The Fringe team returns with Michael back to the lab. Olivia discovers that Michael still remembers her, despite having only met in the original timeline. Walter, still in his drug-addled state, reminisces about the damage that his more sinister side had done, and decides to burn the notebook. However, his hallucination of Carla warns that he has already done the damage, having recalled what he was capable of; when he next looks up, he finds he is looking at himself, a grim smile on his face. Walter snaps alert, finding no notebook and the lab empty.

==Production==
"Black Blotter" was written by Kristin Cantrell, marking her first writing credit for the series; she previously served as a script coordinator. It was directed by Tommy Gormley, making his first solo directing credit. He served as first assistant director on several of Fringe co-creator J. J. Abrams' projects, including Star Trek and Super 8.

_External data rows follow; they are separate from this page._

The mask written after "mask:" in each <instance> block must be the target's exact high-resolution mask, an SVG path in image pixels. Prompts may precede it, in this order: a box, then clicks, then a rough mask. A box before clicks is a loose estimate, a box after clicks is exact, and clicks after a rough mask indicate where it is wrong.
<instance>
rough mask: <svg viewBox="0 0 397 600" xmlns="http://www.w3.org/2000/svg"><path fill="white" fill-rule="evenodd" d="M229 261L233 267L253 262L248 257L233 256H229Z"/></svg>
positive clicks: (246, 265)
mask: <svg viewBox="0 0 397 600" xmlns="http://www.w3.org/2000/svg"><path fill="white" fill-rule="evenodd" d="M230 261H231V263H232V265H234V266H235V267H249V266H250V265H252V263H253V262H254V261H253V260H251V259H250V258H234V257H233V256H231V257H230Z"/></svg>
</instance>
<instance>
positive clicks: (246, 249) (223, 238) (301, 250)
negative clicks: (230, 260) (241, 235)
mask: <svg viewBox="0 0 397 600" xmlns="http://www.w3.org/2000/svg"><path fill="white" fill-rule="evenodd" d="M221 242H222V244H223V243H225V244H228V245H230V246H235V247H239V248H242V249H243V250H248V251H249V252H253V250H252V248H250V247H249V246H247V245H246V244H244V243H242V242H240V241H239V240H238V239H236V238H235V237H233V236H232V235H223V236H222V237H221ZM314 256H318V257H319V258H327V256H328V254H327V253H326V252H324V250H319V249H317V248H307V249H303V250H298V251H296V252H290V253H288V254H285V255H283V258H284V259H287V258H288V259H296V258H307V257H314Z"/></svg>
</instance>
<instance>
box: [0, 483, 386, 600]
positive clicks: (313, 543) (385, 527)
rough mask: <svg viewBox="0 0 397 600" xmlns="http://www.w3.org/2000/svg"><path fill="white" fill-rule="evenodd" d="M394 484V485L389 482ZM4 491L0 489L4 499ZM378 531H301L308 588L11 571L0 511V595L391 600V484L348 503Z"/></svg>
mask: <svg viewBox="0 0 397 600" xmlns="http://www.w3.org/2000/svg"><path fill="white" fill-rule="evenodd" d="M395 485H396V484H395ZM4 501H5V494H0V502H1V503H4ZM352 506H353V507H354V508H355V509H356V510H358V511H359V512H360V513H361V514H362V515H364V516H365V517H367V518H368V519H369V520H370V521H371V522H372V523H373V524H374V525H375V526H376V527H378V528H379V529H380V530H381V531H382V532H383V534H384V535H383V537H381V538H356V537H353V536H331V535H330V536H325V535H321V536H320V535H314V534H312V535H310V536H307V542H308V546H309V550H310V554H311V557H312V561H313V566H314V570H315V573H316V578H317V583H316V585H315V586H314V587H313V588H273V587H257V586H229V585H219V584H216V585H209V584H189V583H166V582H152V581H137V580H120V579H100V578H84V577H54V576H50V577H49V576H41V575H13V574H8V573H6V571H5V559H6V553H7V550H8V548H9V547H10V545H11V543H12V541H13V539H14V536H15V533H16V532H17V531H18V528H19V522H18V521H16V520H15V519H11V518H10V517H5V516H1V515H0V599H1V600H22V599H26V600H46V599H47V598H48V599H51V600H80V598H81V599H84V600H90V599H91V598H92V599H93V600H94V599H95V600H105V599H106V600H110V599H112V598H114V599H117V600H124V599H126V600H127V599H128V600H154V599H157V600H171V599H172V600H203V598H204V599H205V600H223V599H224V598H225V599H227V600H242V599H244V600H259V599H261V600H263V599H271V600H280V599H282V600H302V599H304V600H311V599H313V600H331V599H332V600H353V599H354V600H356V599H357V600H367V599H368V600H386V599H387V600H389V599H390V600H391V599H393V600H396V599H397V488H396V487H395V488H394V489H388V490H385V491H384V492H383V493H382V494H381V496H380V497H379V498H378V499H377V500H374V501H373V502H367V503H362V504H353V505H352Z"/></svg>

Within the episode is a 75-second animation in the style of Terry Gilliam's animated sequences for Monty Python, representing part of Walter's drug-induced memory. The animation was produced by 6 Point Harness over a two-week period, working the various idiosyncrasies of Gilliam's animations into this sequence. Elements such as a giant foot crushing the characters are a direct homage to the same elements used in Gilliam's animation for the Monty Python title sequences.

==Reception==
===Ratings===
"Black Blotter" first aired in the United States on December 14, 2012, on Fox. An estimated 3.13 million viewers watched the episode, and earned a ratings share of 1.1 among adults aged 18 to 49, to become the highest rated episode of the season to date. 1.43 million viewers watched the episode through DVR and garnered a 0.6 rating, totaling 4.55 million viewers and a 1.7 rating.

===Reviews===
"Black Blotter" has been compared to the "19th episode" of earlier seasons - "Brown Betty" from Season 2, "Lysergic Acid Diethylamide" from Season 3, and "Letters of Transit" from Season 4 - where the producers have provided a strange, out-of-context episode that does not follow the usual narrative and direction of most other Fringe episodes The episode received positive reviews, with Noel Murray of The A.V. Club awarding the episode an "A−" grade, and IGNs Ramsey Isler rating the episode a 7.5 out of 10. Jeff Jensen of Entertainment Weekly named "Black Blotter" the nineteenth best episode of the series, stating "Walter Bishop's most epic LSD trip ever — an attempt to recover lost memories of his master plan to defeat the Observers — allowed Fringe to creatively cut loose with some novel storytelling devices, none more inspired than a cartoon romp rendered in the style of Terry Gilliam's stop-motion Monty Python animation."